The question inevitably arises, given the considerable pain and possible complications, especially in Iran where practice by inexperienced doctors and amateurs is rampant, is it worth it? The Persian adage about undergoing some discomfort – “kill me but make me beautiful” – seems to have taken on much more literal meaning today.

Friends and acquaintances made fun of me for the procedure I chose to have. But the reality was that there was a part of myself I didn't like, because it wasn't the way I wanted it to be. With time, though, I've thought a great deal more about who determines what the 'right' look is after all?

The fact is, Iranian culture is brutal when it comes to appearance. Much recrimination is disguised as either humor and candidness, and while many cultures the world over take looks seriously, in Iran the attention has turned extreme. The teasing begins at school, where children are merciless, and continues, many say, into old age.

“I pretended to laugh when friends and acquaintances jokingly called me fatso or fatty,” says Mandana. “But every day I saw that I hated myself. I was envious of thin people. Maybe without these jokes, I would not have tortured myself to death.”

“In school the students laughed at my large nostrils,” says Neda, who has had rhinoplasty. “They would tell me that the war is over but I was still carrying two mortar shells in my nose. Now, of course, I'm not unsatisfied with the shape of my nose and have more self-confidence.”

It was only after emigrating to east Asia that I saw how subjective and specific is our conception of beauty.

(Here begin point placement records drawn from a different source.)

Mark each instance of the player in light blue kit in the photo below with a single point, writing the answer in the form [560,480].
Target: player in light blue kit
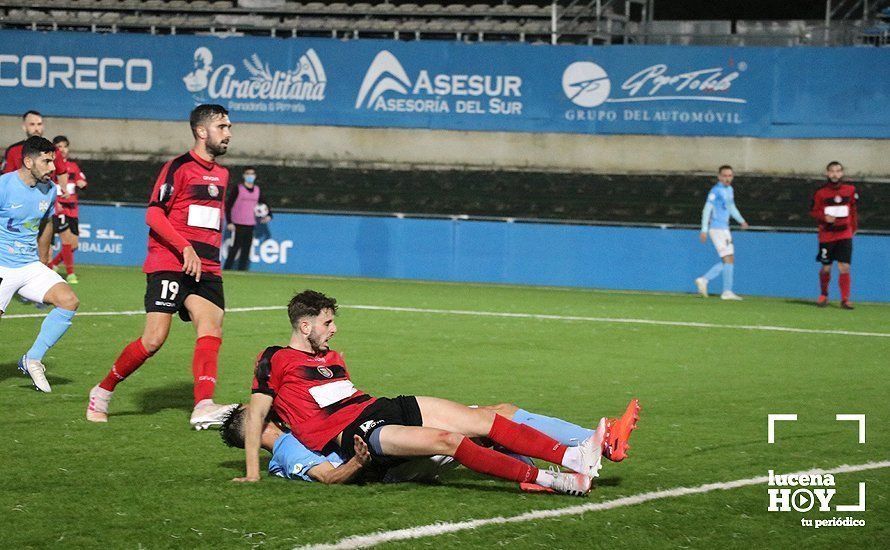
[27,197]
[715,223]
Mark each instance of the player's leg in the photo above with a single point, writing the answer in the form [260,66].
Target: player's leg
[46,286]
[246,245]
[408,441]
[207,317]
[69,245]
[844,256]
[521,439]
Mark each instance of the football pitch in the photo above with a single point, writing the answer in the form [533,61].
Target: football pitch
[707,374]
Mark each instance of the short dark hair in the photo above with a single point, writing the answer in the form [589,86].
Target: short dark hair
[232,431]
[203,113]
[308,303]
[35,146]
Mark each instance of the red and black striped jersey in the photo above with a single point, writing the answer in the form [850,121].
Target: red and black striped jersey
[842,203]
[311,392]
[190,192]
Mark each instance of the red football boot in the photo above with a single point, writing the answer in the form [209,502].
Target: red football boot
[618,432]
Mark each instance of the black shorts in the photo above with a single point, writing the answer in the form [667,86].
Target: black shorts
[400,411]
[166,291]
[835,251]
[63,222]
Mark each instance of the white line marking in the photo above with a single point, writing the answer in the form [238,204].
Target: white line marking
[364,541]
[617,320]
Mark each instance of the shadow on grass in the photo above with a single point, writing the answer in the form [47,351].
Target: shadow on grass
[11,371]
[176,396]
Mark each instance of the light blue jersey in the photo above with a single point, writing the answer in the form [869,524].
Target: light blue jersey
[291,459]
[719,207]
[21,209]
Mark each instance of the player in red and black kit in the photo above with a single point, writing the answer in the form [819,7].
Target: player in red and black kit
[182,266]
[834,206]
[32,124]
[66,221]
[309,387]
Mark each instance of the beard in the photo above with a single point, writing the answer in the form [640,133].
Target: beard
[316,343]
[217,149]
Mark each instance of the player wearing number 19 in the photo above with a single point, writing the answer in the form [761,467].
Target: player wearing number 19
[182,267]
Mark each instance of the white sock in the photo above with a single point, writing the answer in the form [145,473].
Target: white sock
[572,459]
[545,478]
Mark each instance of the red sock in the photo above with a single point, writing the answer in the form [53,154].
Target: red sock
[843,281]
[67,254]
[56,260]
[527,441]
[488,461]
[129,360]
[824,279]
[204,366]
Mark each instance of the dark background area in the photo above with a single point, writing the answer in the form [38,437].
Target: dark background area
[670,199]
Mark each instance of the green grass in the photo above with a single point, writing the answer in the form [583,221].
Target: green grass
[145,480]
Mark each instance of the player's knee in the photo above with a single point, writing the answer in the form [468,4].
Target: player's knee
[68,301]
[446,443]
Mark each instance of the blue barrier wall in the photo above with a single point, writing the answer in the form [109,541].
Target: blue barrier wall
[669,90]
[769,264]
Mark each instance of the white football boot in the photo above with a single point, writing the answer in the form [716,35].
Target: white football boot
[97,409]
[210,415]
[37,372]
[702,285]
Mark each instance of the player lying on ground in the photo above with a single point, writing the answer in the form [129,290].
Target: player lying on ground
[309,387]
[292,460]
[26,200]
[182,268]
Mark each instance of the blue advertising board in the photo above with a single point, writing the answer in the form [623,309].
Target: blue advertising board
[777,264]
[663,90]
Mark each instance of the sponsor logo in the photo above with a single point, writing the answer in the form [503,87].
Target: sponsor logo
[75,73]
[387,87]
[261,87]
[586,84]
[599,96]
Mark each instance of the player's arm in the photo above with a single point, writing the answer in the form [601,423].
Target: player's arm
[259,406]
[737,216]
[329,474]
[156,217]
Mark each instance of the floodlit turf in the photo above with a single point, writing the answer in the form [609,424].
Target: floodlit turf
[145,480]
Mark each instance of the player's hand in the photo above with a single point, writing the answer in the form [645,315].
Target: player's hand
[362,454]
[246,479]
[191,263]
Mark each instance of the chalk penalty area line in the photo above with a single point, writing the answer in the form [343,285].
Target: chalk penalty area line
[508,315]
[432,530]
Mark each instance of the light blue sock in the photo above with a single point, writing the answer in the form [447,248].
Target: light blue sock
[54,326]
[714,271]
[560,430]
[727,277]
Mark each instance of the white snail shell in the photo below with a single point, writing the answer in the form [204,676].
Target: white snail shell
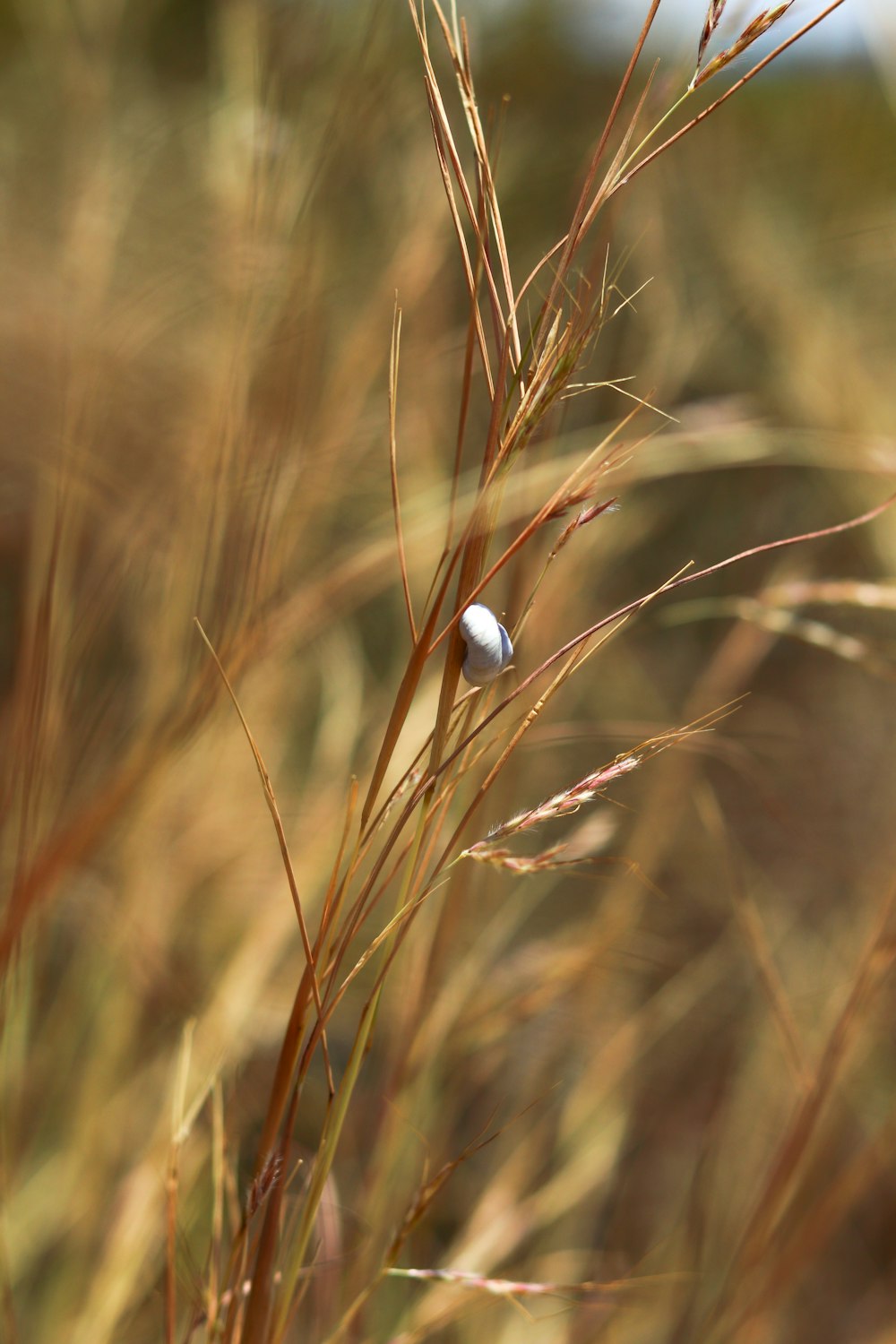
[487,645]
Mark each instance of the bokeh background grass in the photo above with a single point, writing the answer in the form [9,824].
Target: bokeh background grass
[209,210]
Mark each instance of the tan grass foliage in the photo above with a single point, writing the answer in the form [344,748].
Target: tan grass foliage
[343,1003]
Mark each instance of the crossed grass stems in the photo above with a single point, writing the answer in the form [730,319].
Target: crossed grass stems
[411,841]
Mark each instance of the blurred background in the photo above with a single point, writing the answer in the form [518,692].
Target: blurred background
[207,212]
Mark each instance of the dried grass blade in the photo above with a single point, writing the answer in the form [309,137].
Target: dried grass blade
[754,30]
[728,93]
[281,838]
[397,507]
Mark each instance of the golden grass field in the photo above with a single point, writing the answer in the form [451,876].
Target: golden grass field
[640,1089]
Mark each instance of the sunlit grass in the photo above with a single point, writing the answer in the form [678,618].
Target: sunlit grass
[627,1075]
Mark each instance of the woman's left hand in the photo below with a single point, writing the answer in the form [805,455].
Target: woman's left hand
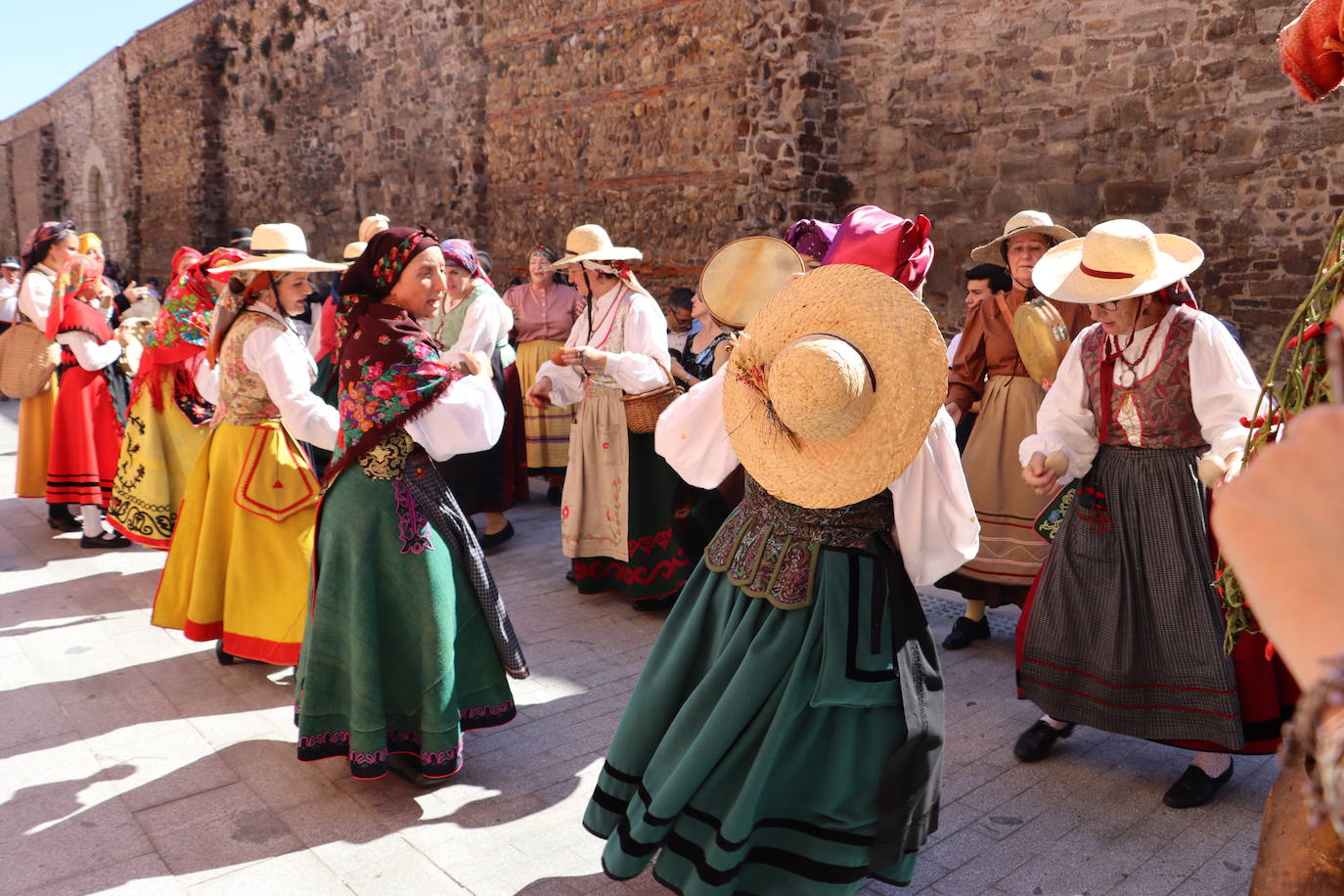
[588,357]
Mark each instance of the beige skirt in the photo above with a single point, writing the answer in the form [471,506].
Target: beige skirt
[594,510]
[1010,553]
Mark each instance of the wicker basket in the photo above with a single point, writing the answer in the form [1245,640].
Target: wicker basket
[643,410]
[27,360]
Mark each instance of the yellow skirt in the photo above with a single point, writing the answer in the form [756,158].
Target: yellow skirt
[35,442]
[157,454]
[238,567]
[547,428]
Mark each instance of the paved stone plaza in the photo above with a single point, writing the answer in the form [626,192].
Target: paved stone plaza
[132,762]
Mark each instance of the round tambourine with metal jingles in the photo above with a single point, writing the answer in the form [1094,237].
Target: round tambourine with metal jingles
[743,276]
[1042,338]
[136,332]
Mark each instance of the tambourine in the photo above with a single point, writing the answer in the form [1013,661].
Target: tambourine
[136,332]
[1042,338]
[743,276]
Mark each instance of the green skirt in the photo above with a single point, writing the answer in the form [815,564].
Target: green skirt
[779,751]
[397,654]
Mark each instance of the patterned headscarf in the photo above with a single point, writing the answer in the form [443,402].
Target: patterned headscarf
[78,276]
[38,244]
[460,252]
[89,242]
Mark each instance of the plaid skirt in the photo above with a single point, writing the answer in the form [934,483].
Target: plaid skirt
[1125,630]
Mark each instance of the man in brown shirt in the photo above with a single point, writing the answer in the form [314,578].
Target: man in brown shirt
[988,368]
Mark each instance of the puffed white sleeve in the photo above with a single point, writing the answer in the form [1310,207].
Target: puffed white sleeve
[935,520]
[1224,385]
[1064,421]
[90,353]
[467,417]
[635,368]
[480,330]
[205,379]
[693,438]
[566,381]
[283,363]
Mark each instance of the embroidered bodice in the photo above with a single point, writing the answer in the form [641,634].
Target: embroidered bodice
[1156,411]
[769,547]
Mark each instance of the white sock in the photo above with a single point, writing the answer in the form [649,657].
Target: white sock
[92,520]
[1211,763]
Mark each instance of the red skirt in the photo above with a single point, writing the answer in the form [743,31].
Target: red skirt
[85,439]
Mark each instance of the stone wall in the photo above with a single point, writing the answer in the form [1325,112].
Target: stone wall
[685,124]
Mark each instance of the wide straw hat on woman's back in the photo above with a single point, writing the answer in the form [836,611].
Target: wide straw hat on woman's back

Many Asian friends told me repeatedly, “What beautiful eyes you have. You Middle Eastern girls are so beautiful.” It seemed that I was looking at myself for the first time. I was looking at some part of me that I had grown accustomed to as ordinary, and saw it as original.

Some people surrender to cosmetic surgery to remedy physical defects and some do it to come close to ever-changing standards of beauty. One day pouty lips are in fashion, the next day it's big breasts. Perhaps one day small and droopy breasts will even become fashionable. It is a wheel that never stops turning. But I am not going to be judgmental about those who choose to remedy their looks. How can I? “Judge not, lest ye be judged!”